2. - La questione è fondata.

L'art. 18, primo comma, della legge regionale della Liguria n. 1 del 1990 stabilisce che lo stoccaggio provvisorio di rifiuti tossici e nocivi può essere effettuato senza autorizzazione specifica se si verificano alcune condizioni e cioè: a) se i rifiuti, allo stato liquido o fangoso pompabile, non superino, per ciascuna unità o centro di produzione, il quantitativo annuo complessivo di 10 mc. e il quantitativo presente in detenzione di 5 mc; b) se i rifiuti allo stato liquido o fangoso palabile non superino, per ciascuna unità o centro di produzione, il quantitativo di 50 mc. ed il quantitativo presente in detenzione di 10 mc.; c) se i suddetti siano custoditi in un sito al coperto all'uopo destinato; d) se siano asportati almeno ogni sei mesi ovvero almeno una volta all'anno, se il loro quantitativo annuo non superi i 2 mc.

Il secondo comma dello stesso articolo prevede, invece, l'autorizzazione in caso di inosservanza di una delle suddette condizioni.

La disposizione di cui trattasi, che è oggetto della proposta impugnativa, eccettua, quindi, dall'obbligo dell'autorizzazione alcune ipotesi di stoccaggio provvisorio.

Invece, sia le direttive C.E.E. (in specie la n. 78/319) che la disciplina statale di attuazione (il d.P.R. n. 915 del 1982), che dettano i principi fondamentali da osservarsi in materia di smaltimento di rifiuti tossici e nocivi, tra cui lo stoccaggio provvisorio, prevedono per tutte le fasi l'obbligo della autorizzazione senza alcuna eccezione (art . 1 6 d. P. R .n. 91 5 del 1 982) e, per giunta, la legge statale punisce penalmente lo stoccaggio provvisorio effettuato senza autorizzazione (art. 26 d.P.R. 915 del 1982).

I suddetti atti normativi, comunitari e statali, secondo la interpretazione giurisprudenziale, escludono anche la possibilità di una autorizzazione implicita o tacita e il ricorso all'istituto del silenzio-assenso proprio perchè si impone la tutela della salute e dell'ambiente, che sono beni costituzionalmente garantiti e protetti (artt. 32 e 9 della Costituzione).

2.l. -Occorre, infatti, accertare l'esistenza delle condizioni tecniche specificamente richieste per il rilascio dell'autorizzazione.
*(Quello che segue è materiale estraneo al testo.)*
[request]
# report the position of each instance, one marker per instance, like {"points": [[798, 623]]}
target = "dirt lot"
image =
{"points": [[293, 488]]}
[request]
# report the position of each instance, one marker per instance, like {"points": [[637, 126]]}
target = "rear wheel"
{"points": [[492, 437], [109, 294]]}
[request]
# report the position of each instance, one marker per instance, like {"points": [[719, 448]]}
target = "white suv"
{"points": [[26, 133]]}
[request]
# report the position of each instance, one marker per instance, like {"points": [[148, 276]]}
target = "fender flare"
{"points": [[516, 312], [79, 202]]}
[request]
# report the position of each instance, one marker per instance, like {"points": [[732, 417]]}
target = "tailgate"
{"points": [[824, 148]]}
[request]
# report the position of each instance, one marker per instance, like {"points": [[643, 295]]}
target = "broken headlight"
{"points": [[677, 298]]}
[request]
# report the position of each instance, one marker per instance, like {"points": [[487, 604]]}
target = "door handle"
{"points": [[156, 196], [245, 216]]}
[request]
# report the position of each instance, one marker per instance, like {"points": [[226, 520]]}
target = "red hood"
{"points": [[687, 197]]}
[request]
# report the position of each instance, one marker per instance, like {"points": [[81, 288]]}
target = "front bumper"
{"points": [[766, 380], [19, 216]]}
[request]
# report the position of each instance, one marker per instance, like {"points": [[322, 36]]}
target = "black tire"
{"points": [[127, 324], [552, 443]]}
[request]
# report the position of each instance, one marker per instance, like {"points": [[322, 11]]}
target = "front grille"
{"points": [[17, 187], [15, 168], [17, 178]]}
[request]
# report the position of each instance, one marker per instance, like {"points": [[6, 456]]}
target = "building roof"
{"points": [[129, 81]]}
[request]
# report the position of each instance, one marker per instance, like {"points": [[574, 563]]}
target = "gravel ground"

E cioè, secondo i tipi di rifiuti e i quantitativi da stoccare, la idoneità dei luoghi, i metodi dello svolgimento della attività da autorizzare (direttiva n. 78/349) ed, in ogni caso, la rispondenza del sito e delle annesse attrezzature ai requisiti prescritti anche dalle norme tecniche emanate in proposito.

Nella autorizzazione devono essere specificati i tipi e i quantitativi massimi dei rifiuti stoccabili (art. 18, secondo comma, d.P.R. n. 915 del 1982).

La disposizione denunciata, invece, fissa solo delle condizioni, ma nulla prevede in merito alle modalità dell'accertamento e del controllo sulla loro ricorrenza ed osservanza; non indica nemmeno gli organi o le persone all'uopo incaricate.

3.-Risultano, quindi, violati i principi di indirizzo posti dalla legge statale, diretta ad attuare, con uniformità di trattamento in tutto il territorio nazionale, le direttive C.E.E. in materia, in adempimento dei contratti obblighi internazionali.

La potestà legislativa regionale deve cedere all'intervento legislativo statale determinato dalle suddette finalità.

In particolare, non può introdurre arbitrarie distinzioni o deroghe perchè ne sarebbe sconvolta la complessiva logica della legge statale.

Restano assorbite le censure riferentesi agli altri precetti costituzionali di cui si denuncia la violazione.

PER QUESTI MOTIVI

LA CORTE COSTITUZIONALE

dichiara la illegittimità costituzionale dell'art . 18 , primo comma, della legge regionale della Liguria 8 gennaio 1990, n. 1 (Norme per la formazione del piano regionale di organizzazione dei servizi di smaltimento dei rifiuti e disciplina delle attività di smaltimento).

Così deciso in Roma, nella sede della Corte costituzionale, Palazzo della Consulta, il 18/06/92.

Aldo CORASANITI, Presidente

Francesco GRECO, Redattore

Depositata in cancelleria il 01/07/92.